Saturday, July 4, 2009

things i don't remember


o I don’t remember most of my kindergarten through fourth grade years. I am particularly blank on kinder and first grades beyond a few brief flashes of images…. kinder rugs and naptime and saying something stupid to the teacher and having her look at me with one of those disgusted looks I dreaded. First grade, cleaning out the fishbowl-come to think of it, why the hell did they make that a job for a first grader? -And dumping the damned fish down the drain in the process. I have no idea who my first grade teacher was. I have no idea who my second grade teacher was. I also don’t remember what the classrooms looked like. I remember the hallway because I was there for six years. I also remember the playground.

o I don’t’ remember what my first three houses looked like. The first one is understandable; after all, I was barely past infancy when we left it. But Forrest Avenue=the stairway, the front porch, the rhubarb plants in the back yard, the alley.
o Lewis Avenue-long curtains that were shiny and I thought quite ugly. The bedrooms are a blank. I probably shared them both with my little sister but I don’t remember.

o I don’t remember what my mother smelled like, or what her voice sounded like. The home movies I have of her do not have sound. Her voice is on a demo record for Kego the Eskimo, a story my dad was trying to sell that included a song. My mom played the voice of Mrs. Santa. I haven’t heard it since the kids were little and we played it for them during a visit to Grampy’s house.

o I don’t remember what I saw in Dave Treul. I remember a great deal about what happened during the two –plus years that we were together-places gone, events attended, snippets from particularly hideous fights, but not what I actually saw in him. I don’t’ remember actually loving him.

o I don’t remember most of the days between listing the farmhouse and actually moving out of it and I certainly and maybe thankfully don’t remember moving day. I am sure that it was hell, but mercifully, I don’t have much in my file on that one.

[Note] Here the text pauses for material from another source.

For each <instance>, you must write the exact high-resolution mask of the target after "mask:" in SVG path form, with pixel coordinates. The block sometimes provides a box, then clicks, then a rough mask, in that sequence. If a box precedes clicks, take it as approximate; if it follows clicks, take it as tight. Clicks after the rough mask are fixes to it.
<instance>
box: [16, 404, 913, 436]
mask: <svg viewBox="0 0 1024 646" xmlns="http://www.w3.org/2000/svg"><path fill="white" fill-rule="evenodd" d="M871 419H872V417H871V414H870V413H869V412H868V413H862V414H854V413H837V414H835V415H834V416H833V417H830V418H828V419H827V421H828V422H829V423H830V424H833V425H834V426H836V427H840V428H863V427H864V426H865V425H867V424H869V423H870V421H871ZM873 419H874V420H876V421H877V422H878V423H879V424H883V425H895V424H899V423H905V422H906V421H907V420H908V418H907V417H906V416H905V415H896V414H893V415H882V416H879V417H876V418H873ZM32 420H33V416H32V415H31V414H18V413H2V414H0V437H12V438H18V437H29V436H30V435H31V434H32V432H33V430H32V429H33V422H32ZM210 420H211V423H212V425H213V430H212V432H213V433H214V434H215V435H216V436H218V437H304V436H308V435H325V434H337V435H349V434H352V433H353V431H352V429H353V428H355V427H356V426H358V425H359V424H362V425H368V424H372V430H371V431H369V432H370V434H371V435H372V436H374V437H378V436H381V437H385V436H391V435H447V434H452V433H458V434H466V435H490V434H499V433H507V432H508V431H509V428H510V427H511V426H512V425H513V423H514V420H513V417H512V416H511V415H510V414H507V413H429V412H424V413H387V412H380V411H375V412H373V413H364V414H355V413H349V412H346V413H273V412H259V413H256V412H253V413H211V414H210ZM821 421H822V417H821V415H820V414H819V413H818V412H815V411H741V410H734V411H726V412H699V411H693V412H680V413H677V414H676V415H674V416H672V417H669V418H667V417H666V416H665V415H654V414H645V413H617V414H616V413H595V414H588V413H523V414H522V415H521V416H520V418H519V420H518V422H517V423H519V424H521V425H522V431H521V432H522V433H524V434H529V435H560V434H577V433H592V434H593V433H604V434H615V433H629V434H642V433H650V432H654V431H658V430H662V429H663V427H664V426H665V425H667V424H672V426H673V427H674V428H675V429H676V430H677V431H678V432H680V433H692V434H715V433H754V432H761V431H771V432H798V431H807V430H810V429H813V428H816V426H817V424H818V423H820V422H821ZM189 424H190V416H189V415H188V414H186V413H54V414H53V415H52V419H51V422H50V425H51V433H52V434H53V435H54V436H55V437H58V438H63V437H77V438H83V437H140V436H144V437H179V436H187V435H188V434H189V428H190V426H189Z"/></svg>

o I don’t remember what Annie Lane looked like, except that I remember thinking that she looked a lot like Jon, which was a relief, because someone at the hospital, I don’t remember who, told me that she heard that there was a facial deformity. I am glad that I saw for myself that it was not true. I wish I had a picture of my tiny daughter who never drew breath in this world.

o I don’t remember how bad it felt when I was at my worst, those many dark days and nights when demons flew through my head and I was unable to find solace, to rest, to feel safely held.

o I don’t remember being drunk feels like, or being stoned-but especially drunk. I haven’t had an experience that mimics drunkenness that would even be reminiscent, a time when I could say, “ wow, I feel drunk.” I have twice had anesthesia during my seventeen years of sobriety, and both times, I was just OUT, that fast. When I was on heavy pain meds after the enucleation surgery, I just felt sleepy.

o I don’t remember what hamburgers taste like, or chicken or steak, or bacon—you get the idea. I haven’t eaten meat for almost as long as I haven’t had a drink. I don’t miss meat. I don’t like the smell of it. I imagine the molecules traveling through the air, microscopic meat specks, and I don’t want them to get in my nose.

o I don’t remember what PMS feels like. How great is that.

o I don’t remember what is in all of those boxes down under the basement stairs and taking up space on the shelf in the garage. I filled them up before I moved here and I don’t know what I put in them. I have considered just having them all hauled away without opening them.

o I don’t remember what it is like to live without cell phones, cable TV, and computers. In fact, it is fascinating to me to sit and think about that. Hell, I hardly remember what it was like to be chained to a phone or computer by chords.everything is wireless now, and I talk on the phone in the car and pay my bills laying in bed with my laptop propped on my knees.

o I don’t remember to take my vitamins and other pills on a regular basis.

o I don’t remember how to do most math calculations. It has been too long and, as I suspected, I never did have to use any of them in real life, as my lying teachers contended.